Morgan was so protective of the women in his family. He was a throwback to another era, Kathy thought, as she turned off the engine and opened her car door. At the same time, he respected women’s strengths and abilities. He always paired up a man and a woman on Perseus missions, teams he sent around the world to
help people in distress. His pledge was to help others out of hell. Morgan had been put there himself, the victim of an underhanded plot deep within the CIA decades ago. He’d sworn, once he cleared his name, that he’d never let it happen to someone else. And so Perseus was born.

The breeze was soft and pine scented. Kathy breathed in deeply, to steady nerves jangled by the flush of adrenaline pumping through her bloodstream. Mounting the stairs slowly, she saw that the main door was open, the screen door in place. As she neared the entrance, she heard the pleasant strains of classical music. Beethoven. Her mother loved the classics, and as a result, Kathy did, too. Instead of rock, she loved Wagner, Bach and the rest of the classical composers.

Kathy opened the screen door and stepped inside. Running her fingers through her blond, slightly curly hair, she looked across the carpeted foyer. Nothing had changed since her last visit, a year ago. She usually spent her thirty-day leaves at home.

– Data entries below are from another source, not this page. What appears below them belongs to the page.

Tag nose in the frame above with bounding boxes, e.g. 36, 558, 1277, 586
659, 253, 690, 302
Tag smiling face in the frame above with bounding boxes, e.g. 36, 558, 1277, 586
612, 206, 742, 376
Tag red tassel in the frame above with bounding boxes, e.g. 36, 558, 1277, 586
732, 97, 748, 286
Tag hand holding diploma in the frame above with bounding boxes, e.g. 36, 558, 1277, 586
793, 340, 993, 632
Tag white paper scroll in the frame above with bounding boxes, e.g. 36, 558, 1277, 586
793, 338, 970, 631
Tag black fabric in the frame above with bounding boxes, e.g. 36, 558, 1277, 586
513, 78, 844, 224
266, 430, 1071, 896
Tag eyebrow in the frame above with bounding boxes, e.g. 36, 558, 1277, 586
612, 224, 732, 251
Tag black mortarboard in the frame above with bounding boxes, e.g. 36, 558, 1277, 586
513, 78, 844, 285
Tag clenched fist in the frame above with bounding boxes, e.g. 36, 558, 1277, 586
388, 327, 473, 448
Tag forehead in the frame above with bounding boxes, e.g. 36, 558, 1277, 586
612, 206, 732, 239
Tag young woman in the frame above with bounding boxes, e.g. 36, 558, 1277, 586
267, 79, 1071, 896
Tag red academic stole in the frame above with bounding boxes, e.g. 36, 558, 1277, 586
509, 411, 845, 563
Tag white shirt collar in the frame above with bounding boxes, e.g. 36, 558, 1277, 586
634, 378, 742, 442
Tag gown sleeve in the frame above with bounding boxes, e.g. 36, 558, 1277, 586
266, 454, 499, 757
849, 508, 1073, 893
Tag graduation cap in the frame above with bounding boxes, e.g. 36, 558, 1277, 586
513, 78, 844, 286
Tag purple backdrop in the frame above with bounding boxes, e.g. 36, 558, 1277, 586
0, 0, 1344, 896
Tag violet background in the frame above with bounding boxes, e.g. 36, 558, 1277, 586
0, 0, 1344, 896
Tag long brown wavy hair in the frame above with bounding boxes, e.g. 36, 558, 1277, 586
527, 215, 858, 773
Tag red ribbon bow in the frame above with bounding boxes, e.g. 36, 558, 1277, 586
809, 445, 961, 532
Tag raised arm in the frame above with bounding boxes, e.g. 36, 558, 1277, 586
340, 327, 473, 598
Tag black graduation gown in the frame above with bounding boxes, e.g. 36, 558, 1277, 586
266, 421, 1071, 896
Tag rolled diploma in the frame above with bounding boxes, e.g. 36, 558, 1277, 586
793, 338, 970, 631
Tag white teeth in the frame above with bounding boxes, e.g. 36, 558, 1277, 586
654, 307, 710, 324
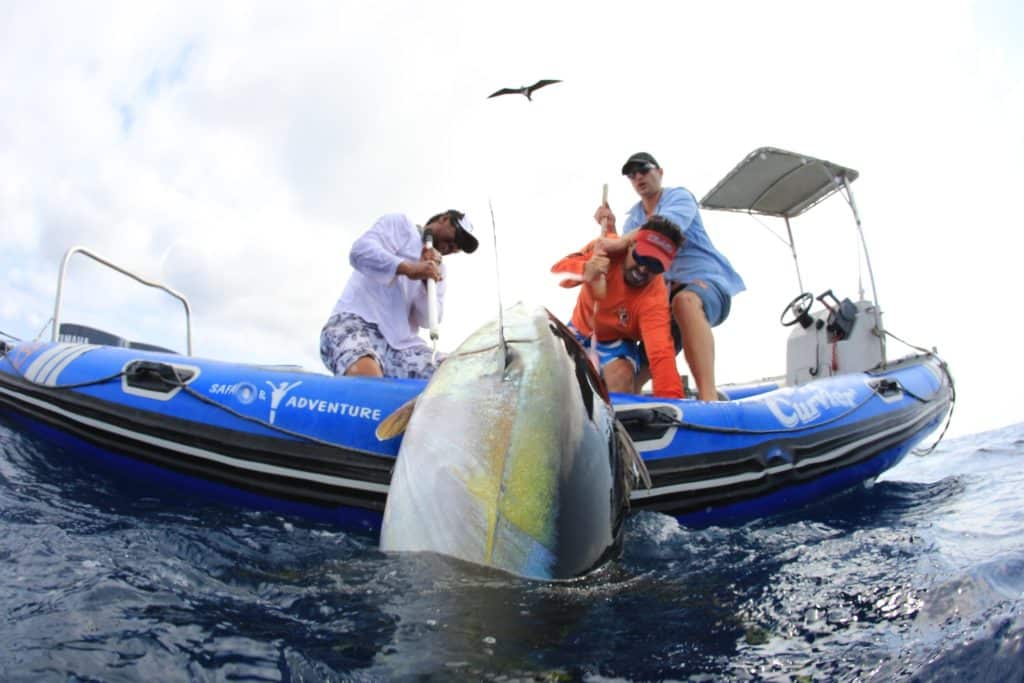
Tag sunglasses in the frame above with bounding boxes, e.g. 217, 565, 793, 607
626, 164, 657, 180
633, 247, 665, 275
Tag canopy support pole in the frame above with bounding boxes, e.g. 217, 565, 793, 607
834, 173, 886, 362
782, 216, 804, 292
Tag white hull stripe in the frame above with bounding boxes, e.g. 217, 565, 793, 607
25, 344, 96, 386
0, 387, 388, 494
630, 411, 933, 501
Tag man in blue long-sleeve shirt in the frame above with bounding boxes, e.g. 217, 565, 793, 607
594, 152, 746, 400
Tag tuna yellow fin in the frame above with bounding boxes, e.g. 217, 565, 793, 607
615, 420, 651, 490
375, 396, 419, 441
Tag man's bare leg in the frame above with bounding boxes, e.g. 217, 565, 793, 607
345, 355, 384, 377
672, 290, 718, 400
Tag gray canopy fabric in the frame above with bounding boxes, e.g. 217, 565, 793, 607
700, 147, 859, 218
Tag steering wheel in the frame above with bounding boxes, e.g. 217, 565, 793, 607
778, 292, 814, 328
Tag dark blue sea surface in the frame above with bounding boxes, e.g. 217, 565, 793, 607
0, 421, 1024, 682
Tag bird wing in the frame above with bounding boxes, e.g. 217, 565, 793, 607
528, 79, 561, 91
487, 88, 522, 99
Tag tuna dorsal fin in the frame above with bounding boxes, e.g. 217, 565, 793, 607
375, 396, 419, 441
615, 419, 651, 489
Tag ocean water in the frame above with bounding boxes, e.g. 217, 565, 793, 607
0, 418, 1024, 682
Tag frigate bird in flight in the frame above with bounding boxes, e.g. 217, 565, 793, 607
487, 79, 561, 101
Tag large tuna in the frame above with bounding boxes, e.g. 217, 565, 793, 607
378, 304, 646, 580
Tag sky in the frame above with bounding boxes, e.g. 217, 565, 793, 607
0, 0, 1024, 434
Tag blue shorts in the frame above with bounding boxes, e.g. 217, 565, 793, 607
565, 323, 647, 375
669, 280, 732, 328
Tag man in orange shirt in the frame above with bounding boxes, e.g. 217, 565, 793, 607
551, 215, 683, 398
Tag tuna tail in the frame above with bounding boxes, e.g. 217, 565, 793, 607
374, 395, 420, 441
615, 418, 651, 493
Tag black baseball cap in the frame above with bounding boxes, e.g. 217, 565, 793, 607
452, 214, 480, 254
623, 152, 662, 175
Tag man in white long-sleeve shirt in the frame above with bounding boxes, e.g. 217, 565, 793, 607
321, 209, 478, 379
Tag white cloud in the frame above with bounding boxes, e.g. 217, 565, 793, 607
0, 2, 1024, 431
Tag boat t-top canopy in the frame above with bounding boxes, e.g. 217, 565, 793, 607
700, 147, 859, 218
700, 147, 879, 321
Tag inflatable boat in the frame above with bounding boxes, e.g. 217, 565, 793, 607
0, 147, 954, 530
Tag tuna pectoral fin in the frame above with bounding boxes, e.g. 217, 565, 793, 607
615, 420, 651, 489
375, 396, 419, 441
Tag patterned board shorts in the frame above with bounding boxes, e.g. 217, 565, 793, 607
565, 323, 647, 374
321, 313, 444, 380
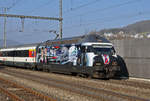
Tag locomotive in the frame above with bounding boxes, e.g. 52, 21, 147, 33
0, 34, 121, 78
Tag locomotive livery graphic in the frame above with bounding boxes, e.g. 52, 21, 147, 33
0, 34, 120, 78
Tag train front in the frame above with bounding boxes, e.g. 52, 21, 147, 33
83, 43, 120, 78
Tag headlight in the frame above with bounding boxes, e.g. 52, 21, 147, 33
112, 62, 118, 66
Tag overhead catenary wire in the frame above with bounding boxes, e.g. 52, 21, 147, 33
24, 0, 55, 13
63, 0, 101, 14
65, 0, 141, 19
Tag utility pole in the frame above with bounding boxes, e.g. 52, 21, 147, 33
59, 0, 63, 39
3, 8, 7, 48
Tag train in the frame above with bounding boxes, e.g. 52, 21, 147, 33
0, 34, 121, 78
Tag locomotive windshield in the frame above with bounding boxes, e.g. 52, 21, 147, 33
87, 46, 115, 55
93, 48, 114, 54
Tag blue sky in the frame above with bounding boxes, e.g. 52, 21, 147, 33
0, 0, 150, 43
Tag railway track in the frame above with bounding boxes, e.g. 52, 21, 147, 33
1, 69, 149, 101
0, 77, 56, 101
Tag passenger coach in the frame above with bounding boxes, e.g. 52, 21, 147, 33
0, 34, 120, 78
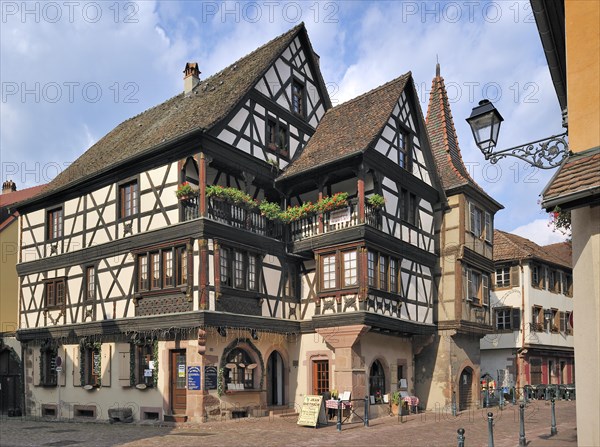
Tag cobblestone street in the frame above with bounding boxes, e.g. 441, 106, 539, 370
0, 401, 576, 447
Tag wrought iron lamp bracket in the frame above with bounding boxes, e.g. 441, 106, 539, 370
485, 132, 569, 169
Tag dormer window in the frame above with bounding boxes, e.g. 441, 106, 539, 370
292, 80, 305, 117
266, 118, 289, 158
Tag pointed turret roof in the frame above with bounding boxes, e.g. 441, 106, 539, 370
425, 63, 504, 209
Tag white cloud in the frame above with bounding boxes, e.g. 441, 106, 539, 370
509, 219, 567, 245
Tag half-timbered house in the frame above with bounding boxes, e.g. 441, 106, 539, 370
415, 64, 503, 410
18, 25, 454, 421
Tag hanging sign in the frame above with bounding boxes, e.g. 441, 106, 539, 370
188, 366, 201, 390
298, 396, 327, 428
204, 366, 217, 390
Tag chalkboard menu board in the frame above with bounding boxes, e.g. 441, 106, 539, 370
204, 366, 217, 390
298, 396, 327, 427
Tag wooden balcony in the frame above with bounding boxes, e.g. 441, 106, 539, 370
181, 197, 283, 240
290, 200, 381, 242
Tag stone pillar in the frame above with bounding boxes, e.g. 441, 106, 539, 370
316, 325, 371, 399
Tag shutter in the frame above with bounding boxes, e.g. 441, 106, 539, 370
73, 346, 81, 386
510, 307, 521, 331
510, 265, 521, 287
100, 343, 112, 387
57, 346, 67, 386
31, 345, 41, 386
116, 343, 131, 386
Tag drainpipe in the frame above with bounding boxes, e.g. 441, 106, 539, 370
517, 259, 525, 389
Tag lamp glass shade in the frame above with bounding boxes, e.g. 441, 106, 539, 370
467, 99, 504, 155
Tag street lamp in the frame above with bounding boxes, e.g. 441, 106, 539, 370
467, 99, 569, 169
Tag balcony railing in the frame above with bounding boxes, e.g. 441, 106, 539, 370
181, 197, 381, 241
207, 197, 283, 240
290, 200, 381, 241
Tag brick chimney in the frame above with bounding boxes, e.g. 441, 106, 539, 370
2, 180, 17, 194
183, 62, 200, 95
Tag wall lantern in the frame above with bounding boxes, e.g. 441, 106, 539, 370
467, 99, 569, 169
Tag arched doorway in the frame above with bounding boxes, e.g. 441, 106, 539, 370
458, 366, 473, 411
369, 360, 386, 403
267, 351, 285, 405
0, 346, 21, 416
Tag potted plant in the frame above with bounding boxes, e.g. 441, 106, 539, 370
175, 182, 198, 200
367, 194, 385, 210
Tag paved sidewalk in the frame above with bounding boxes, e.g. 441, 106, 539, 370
0, 401, 576, 447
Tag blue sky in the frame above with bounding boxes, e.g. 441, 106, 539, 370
0, 1, 563, 244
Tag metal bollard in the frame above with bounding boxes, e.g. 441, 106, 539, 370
519, 404, 527, 447
488, 413, 494, 447
452, 391, 456, 417
456, 428, 465, 447
550, 398, 558, 435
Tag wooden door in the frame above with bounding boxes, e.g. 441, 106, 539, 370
169, 350, 187, 414
458, 368, 473, 411
312, 360, 329, 395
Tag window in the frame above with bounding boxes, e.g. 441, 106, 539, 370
219, 247, 260, 290
400, 189, 418, 225
390, 258, 398, 293
469, 203, 493, 243
130, 340, 156, 388
343, 250, 358, 287
266, 118, 289, 158
284, 264, 297, 298
137, 245, 188, 291
531, 306, 544, 332
119, 180, 138, 219
44, 278, 65, 307
562, 273, 573, 296
494, 307, 521, 331
150, 252, 160, 289
367, 251, 375, 287
465, 268, 490, 306
312, 360, 329, 395
531, 265, 540, 288
233, 250, 246, 289
83, 267, 96, 301
322, 255, 336, 289
379, 255, 387, 290
40, 342, 58, 386
225, 348, 257, 390
248, 255, 258, 296
46, 207, 63, 240
292, 80, 304, 116
496, 266, 510, 287
79, 343, 102, 387
396, 130, 412, 171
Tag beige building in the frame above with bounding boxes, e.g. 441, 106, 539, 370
0, 180, 43, 415
531, 0, 600, 446
415, 64, 503, 410
18, 24, 452, 422
481, 230, 575, 396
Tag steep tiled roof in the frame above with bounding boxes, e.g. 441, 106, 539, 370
0, 185, 47, 231
279, 72, 411, 179
43, 23, 304, 196
494, 230, 573, 268
542, 148, 600, 208
425, 64, 502, 207
0, 185, 48, 208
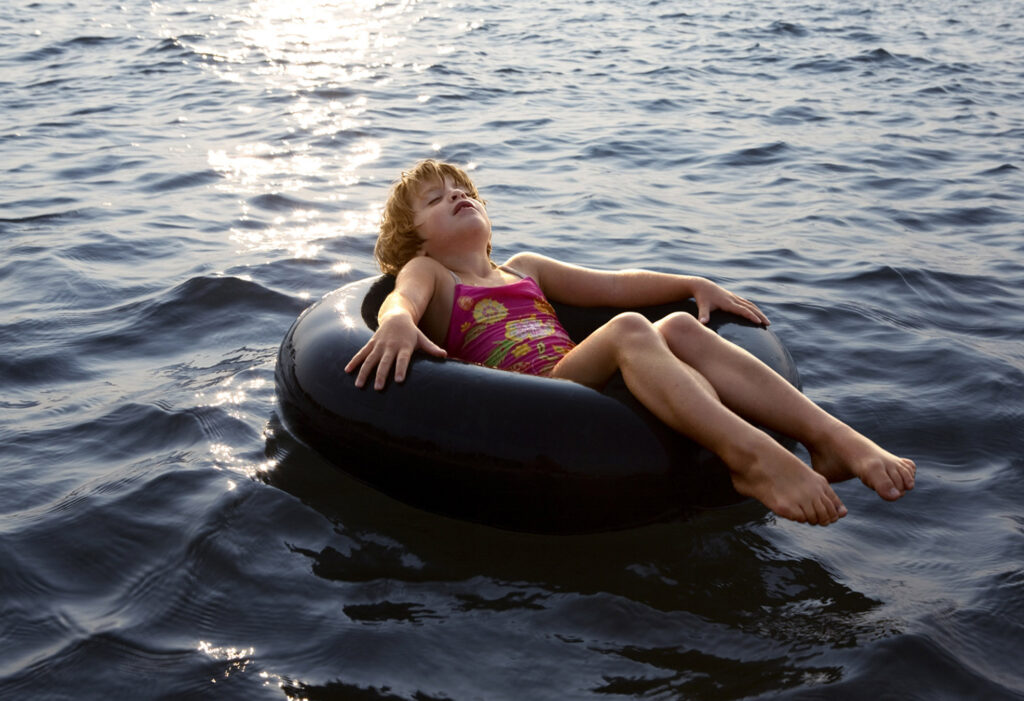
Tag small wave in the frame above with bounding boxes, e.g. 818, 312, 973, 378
716, 141, 792, 167
249, 192, 326, 212
139, 170, 221, 192
768, 19, 810, 37
81, 276, 305, 356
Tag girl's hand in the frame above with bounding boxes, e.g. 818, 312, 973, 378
345, 313, 447, 390
693, 277, 771, 326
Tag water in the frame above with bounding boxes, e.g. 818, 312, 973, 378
0, 0, 1024, 701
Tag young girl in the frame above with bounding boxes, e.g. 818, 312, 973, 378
345, 161, 915, 525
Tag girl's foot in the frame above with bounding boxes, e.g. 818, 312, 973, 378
726, 437, 847, 526
808, 424, 918, 501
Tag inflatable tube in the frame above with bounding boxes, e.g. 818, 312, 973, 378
275, 276, 800, 533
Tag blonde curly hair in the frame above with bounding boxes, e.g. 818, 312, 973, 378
374, 159, 490, 275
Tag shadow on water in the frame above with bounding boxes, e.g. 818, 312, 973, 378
258, 419, 901, 699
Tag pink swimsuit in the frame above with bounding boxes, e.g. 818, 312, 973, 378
444, 270, 574, 375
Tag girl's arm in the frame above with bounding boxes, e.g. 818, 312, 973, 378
507, 253, 769, 324
345, 258, 447, 390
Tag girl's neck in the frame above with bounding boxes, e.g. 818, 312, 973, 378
437, 255, 501, 283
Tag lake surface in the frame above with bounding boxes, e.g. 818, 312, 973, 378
0, 0, 1024, 701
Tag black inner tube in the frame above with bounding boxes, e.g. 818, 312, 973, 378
275, 276, 800, 533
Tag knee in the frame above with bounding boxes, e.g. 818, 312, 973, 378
608, 311, 657, 345
654, 311, 708, 336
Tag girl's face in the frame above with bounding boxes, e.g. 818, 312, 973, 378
413, 178, 490, 258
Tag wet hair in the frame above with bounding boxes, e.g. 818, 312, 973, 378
374, 159, 490, 275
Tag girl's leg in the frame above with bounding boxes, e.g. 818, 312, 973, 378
655, 314, 915, 500
552, 313, 846, 525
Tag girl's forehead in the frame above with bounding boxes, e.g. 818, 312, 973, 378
413, 175, 457, 200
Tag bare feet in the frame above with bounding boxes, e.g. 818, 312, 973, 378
807, 422, 916, 501
725, 436, 846, 526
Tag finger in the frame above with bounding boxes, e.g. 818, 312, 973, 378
374, 352, 394, 391
394, 351, 412, 382
355, 349, 377, 387
345, 341, 373, 373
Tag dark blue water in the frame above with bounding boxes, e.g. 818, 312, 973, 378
0, 0, 1024, 701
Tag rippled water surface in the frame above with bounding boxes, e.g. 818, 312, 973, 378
0, 0, 1024, 701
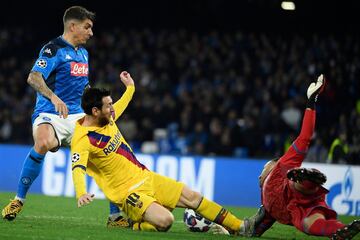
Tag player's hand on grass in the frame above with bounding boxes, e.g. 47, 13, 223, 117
120, 71, 134, 86
78, 193, 95, 207
51, 94, 69, 118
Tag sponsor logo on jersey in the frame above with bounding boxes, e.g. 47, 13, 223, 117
70, 62, 89, 77
36, 59, 47, 68
103, 131, 121, 156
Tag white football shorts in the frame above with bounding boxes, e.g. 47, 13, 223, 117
33, 113, 85, 152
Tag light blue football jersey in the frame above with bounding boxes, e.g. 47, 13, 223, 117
31, 36, 89, 122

A lush, leafy philodendron hung in the golden-toned cedar foyer. Her mother had living greenery in every nook and cranny of the house. Kathy smiled fondly. If Laura Trayhern could drag the forest inside her home and make it grow, she’d do it.

Because it was mid-June, her mother was probably out back, doing her daily weeding in the huge vegetable garden, which was fenced in to keep the deer at bay. For Laura, weeding was like a meditation. Kathy hated weeding, but understood her mom’s love of it.
Better her than me,
she thought with a smile.

She felt a new awareness as she ambled through the spacious, airy house. The place was dazzling, with many windows looking out into the forest, and she absorbed its warmth and beauty deeply into her heart. This was the last time she would walk these rooms and halls. The realization cut like a knife.

Anyone who toured her home would notice how her mother loved light and hated darkness. Funny, so did Kathy. Smiling again, she checked the large kitchen. Nope, no one there, although she did see a pot on the stove. She went over to it and, lifting the lid, inhaled the familiar fragrance of her mom’s tomato-based gazpacho soup. It smelled delicious, the fresh herbs obvious. After settling the lid back on the pot, Kathy went through the back door that led to the yard and the large, rectangular garden.

Yep, there she was. Kathy stood quietly on the steps. Dressed in a light pink blouse and dark red shorts, her mom was weeding the rows of carrots. She wore a worn, floppy straw hat with a wide brim that protected her face, neck and shoulders from the sun. Warmth—soft and haunting—flowed through Kathy.

She hadn’t seen her mother in nearly a year. Laura was now in her middle forties and yet looked so much younger—despite having endured so much. Kathy thought of her being repeatedly raped, and her gut twisted into knots of rage. Laura was short, five foot five compared to her own five foot eleven inches.

Laura had her back turned and, absorbed in her activities, didn’t see her daughter standing there watching her. Kathy recalled her father telling her that when he’d
met Laura on one fateful day at the Reagan Airport in Washington, D.C., at first glance she’d reminded him of a swan—so graceful and beautiful.

Kathy held out her arm and realized that she was not small-boned like her mother, but more like her dad. While Laura had a model’s body, Kathy was more statuesque and curvy. She was glad she shared her mother’s sun-streaked hair, with some strands golden, others wheat colored and still others a dark caramel.

Because she was in the Marine Corps and flew the SH-60 Seahawk helicopter, she was encouraged to have short hair. Instead, she wrapped her shoulder-length locks up in a twist beneath her helmet. Some things she wouldn’t give up—such as her femininity or her long hair. Regulations said to keep it off her collar, and she did that. But that was all.